My Previous trip to Lillesden School was a solo visit in October last year. Being very wary of the site (especially water damage), I didn't get very far, and also had to leave earlier than anticipated.

This time, I was back with King Al and Indy, and after a quick recce we were inside. The place hadn't changed much, but it was soon clear that many of the floors were pretty rotten. Indy led the way and we trod carefully upstairs. Some rooms were inaccessible and as Al pointed out, getting some pencils from the store cupboard would be lethal with no floor at all behind the door! Most of the rooms were stripped, but certain elements of grandeur remained, such as the carved sandstone arches, the stone staircase and mirrors, and original floors and fireplaces. Even the carved wood window frames had survived in good condition.

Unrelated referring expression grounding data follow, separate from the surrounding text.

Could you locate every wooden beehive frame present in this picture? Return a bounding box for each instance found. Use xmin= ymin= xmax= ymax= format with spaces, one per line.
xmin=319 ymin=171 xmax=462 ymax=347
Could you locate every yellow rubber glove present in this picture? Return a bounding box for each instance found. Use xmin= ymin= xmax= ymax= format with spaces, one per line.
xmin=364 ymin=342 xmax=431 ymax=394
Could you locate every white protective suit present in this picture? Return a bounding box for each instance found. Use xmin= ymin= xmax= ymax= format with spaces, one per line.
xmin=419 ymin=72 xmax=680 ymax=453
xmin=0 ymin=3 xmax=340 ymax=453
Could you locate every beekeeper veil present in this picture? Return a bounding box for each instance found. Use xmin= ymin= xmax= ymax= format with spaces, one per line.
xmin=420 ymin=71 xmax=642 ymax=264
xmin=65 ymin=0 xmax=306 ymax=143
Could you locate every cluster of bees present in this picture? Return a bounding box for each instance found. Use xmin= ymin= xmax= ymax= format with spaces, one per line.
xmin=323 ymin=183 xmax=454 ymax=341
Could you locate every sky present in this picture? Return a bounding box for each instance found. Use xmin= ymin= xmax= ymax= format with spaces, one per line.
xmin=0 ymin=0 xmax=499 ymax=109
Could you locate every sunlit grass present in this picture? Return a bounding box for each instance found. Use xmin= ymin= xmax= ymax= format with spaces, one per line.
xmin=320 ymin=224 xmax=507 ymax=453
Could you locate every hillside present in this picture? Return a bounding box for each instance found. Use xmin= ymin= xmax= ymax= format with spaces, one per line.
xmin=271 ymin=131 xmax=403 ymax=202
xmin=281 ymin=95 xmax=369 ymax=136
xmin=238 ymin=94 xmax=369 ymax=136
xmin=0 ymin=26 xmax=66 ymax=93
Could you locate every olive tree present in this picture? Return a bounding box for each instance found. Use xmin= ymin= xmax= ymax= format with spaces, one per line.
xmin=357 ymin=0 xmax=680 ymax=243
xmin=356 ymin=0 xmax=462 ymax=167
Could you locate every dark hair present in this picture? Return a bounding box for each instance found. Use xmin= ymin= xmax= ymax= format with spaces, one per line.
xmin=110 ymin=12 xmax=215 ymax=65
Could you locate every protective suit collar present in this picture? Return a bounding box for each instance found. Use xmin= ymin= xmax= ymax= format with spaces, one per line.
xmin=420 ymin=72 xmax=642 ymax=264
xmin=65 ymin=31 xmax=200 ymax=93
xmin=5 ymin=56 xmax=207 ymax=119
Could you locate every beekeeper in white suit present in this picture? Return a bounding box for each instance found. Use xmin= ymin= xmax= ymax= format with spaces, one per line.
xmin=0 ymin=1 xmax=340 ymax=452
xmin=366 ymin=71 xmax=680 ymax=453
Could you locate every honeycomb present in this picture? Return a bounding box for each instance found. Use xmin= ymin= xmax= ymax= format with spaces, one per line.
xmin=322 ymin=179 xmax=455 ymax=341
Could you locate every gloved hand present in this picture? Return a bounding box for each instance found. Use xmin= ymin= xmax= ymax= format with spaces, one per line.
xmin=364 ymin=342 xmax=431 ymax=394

After seeing the main building, we shot some exterior pictures and worked our way through the smaller classrooms and outbuildings. The pool looked fresh, but I hadn't got any goggles so i'd have to save it for another day. The furthest building looked as though it was originally classrooms, but had been converted into a huge chicken coop at some point - with the double-barreled names of pupils still above coat pegs.

Pictures:


































































































































Mr. B


----------



## King Al (Jan 25, 2010)

Twas a good day, some great bits and pieces to be found in there! Your pics turned out well Mr Bones.

A few of mine:


----------



## mr_bones (Jan 25, 2010)

Excellent shots Al, some good alternative views. The floor beneath your feet looks very 'inspiring'!


----------



## klempner69 (Jan 25, 2010)

*Excellant*

Well taken pics Mr B and King Al..you got some nicely lit shots inside.Is that a Pool or pond?


----------



## havoc (Jan 25, 2010)

No swimming in the pool then san


----------



## lost (Jan 25, 2010)

Grand photos both of you, it looks in quite a bad way inside, worse than I expected.


----------



## King Al (Jan 26, 2010)

klempner69 said:


> Is that a Pool or pond?



A little from column A a little from column B 

It _was _a pool...


----------



## mr_bones (Jan 26, 2010)

King Al said:


> A little from column A a little from column B
> 
> It _was _a pool...



I'll prove it still _IS_ a pool


----------



## klempner69 (Jan 26, 2010)

mr_bones said:


> I'll prove it still _IS_ a pool



Dont tell us you took a dip in that?


----------



## mr_bones (Jan 26, 2010)

No, but I might do later in the year. Our abandoned swim in Belgium was most refreshing.


----------



## lost (Jan 26, 2010)

You weren't brave enough to try this one.


----------



## Foxylady (Jan 27, 2010)

Fabulous report of a great place...loads of interesting details there. The pool looked just a tad chilly to me!  
Superb pics, both of you.


----------



## Potter (Jan 27, 2010)

Looks a great place. Lots of potential.


----------



## Lightbuoy (Jan 27, 2010)

Good Report & pics lads 

Magnificent Clock Tower -also a very cute glazed brick fireplace


----------



## klempner69 (Jan 29, 2010)

lost said:


> You weren't brave enough to try this one.



Where is this little sesspool then Lost?


----------